The DEP process, according to the company, uses a proprietary solid catalyst that eliminates the need to wash the fuel to remove the acid or base catalyst used in typical production processes. Elimination of the washing step would lower costs, and remove the need for wastewater treatment.
DEP claims high output with minimal space requirements, and the production of biodiesel that meets the ASTM D-6751 standard for B100.
The systems are designed to be automated, and basically out of the hands of the end-users. Sensors and monitors link the on-site equipment to DEP, where technicians monitor the customers’ output and internal readings 24-hours a day.
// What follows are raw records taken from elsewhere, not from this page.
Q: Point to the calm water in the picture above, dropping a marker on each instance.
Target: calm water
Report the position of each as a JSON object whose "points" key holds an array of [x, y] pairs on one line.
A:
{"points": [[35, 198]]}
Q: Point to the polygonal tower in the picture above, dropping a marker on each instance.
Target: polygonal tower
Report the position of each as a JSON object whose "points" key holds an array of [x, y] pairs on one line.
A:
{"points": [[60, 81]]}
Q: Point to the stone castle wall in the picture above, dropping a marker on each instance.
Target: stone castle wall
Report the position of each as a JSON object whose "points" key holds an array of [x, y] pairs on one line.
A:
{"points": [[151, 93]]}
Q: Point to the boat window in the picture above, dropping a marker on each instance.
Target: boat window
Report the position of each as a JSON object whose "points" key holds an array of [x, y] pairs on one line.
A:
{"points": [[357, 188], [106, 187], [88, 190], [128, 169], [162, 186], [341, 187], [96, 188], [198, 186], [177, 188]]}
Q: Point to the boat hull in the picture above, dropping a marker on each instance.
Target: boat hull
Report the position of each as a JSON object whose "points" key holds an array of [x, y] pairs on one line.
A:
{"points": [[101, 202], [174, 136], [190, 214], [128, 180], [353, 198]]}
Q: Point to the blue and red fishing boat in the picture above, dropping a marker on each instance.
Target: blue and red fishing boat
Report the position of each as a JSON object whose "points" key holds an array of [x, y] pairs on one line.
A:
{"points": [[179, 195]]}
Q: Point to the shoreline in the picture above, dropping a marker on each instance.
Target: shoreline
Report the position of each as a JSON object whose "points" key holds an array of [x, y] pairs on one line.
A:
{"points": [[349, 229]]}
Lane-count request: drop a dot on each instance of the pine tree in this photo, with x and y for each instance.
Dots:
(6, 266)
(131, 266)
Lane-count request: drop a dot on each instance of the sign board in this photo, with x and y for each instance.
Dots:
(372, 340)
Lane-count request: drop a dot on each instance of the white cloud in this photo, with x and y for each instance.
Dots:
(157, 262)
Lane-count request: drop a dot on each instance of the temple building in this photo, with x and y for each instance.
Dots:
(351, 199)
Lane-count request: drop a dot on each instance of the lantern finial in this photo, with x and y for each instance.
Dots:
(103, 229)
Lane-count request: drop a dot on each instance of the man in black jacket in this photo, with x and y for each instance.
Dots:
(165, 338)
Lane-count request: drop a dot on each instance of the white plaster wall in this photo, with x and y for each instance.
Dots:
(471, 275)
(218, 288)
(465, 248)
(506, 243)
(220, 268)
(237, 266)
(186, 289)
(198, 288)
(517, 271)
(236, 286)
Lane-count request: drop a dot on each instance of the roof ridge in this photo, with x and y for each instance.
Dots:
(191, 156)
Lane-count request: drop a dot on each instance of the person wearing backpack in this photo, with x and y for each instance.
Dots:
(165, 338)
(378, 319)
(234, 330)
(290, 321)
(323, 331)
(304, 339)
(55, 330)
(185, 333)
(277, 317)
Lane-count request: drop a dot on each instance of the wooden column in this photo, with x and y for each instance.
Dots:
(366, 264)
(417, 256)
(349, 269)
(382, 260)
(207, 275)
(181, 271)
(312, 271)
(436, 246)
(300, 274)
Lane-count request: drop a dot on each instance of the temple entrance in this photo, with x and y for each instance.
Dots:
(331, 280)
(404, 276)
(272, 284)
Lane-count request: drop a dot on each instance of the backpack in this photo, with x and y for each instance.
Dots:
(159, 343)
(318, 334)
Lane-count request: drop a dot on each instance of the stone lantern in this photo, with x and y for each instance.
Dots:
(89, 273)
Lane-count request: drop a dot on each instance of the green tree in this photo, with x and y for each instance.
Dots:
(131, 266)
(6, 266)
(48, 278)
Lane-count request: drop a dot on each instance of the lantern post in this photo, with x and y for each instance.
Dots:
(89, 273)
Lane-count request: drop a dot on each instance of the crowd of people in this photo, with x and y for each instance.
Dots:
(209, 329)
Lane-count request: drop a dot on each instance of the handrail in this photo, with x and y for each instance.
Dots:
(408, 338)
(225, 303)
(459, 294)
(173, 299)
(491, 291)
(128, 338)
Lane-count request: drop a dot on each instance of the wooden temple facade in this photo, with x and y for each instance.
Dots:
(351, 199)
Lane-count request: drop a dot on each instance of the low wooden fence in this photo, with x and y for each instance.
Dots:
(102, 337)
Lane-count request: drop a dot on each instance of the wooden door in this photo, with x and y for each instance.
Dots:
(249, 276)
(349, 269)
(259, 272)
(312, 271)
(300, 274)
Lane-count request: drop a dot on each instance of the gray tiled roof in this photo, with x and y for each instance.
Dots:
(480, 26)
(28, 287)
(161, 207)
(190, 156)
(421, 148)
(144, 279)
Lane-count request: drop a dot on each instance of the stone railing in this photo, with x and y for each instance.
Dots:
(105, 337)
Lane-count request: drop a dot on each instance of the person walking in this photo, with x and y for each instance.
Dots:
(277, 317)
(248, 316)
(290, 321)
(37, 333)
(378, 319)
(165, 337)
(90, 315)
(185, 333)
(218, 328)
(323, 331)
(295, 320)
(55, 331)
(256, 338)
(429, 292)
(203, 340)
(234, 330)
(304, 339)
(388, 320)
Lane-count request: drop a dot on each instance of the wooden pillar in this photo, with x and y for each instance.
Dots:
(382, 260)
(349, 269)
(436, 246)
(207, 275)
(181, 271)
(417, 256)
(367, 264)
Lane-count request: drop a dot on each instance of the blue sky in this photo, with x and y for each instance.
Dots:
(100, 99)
Every two months DEP personnel will visit the customer site to perform routine equipment maintenance. DEP says that its personnel are on-call 24x7 in case of a malfunction.
At a recent demonstration in Salt Lake City, DEP partner Ron Crafts said that the company plans to roll out large-capacity machines suitable for on-site production by companies with large fleets.
Priced at $2 million, each one can produce up to 2.25 million gallons of biodiesel per year, Crafts said. A user can produce biodiesel for the cost of the feed stock plus 40 cents per gallon, or about $1.60 per gallon, Crafts said. (Salt Lake Tribune)
DEP says that it has already sold four of the machines, including one to BioUSA, a startup company that plans to build Utah’s first commercial biodiesel refinery in Springville and begin selling the fuel in late spring.
Domestic Energy Partners says that it plans to release a smaller-capacity machine, suitable for production at home or a small business, in two years.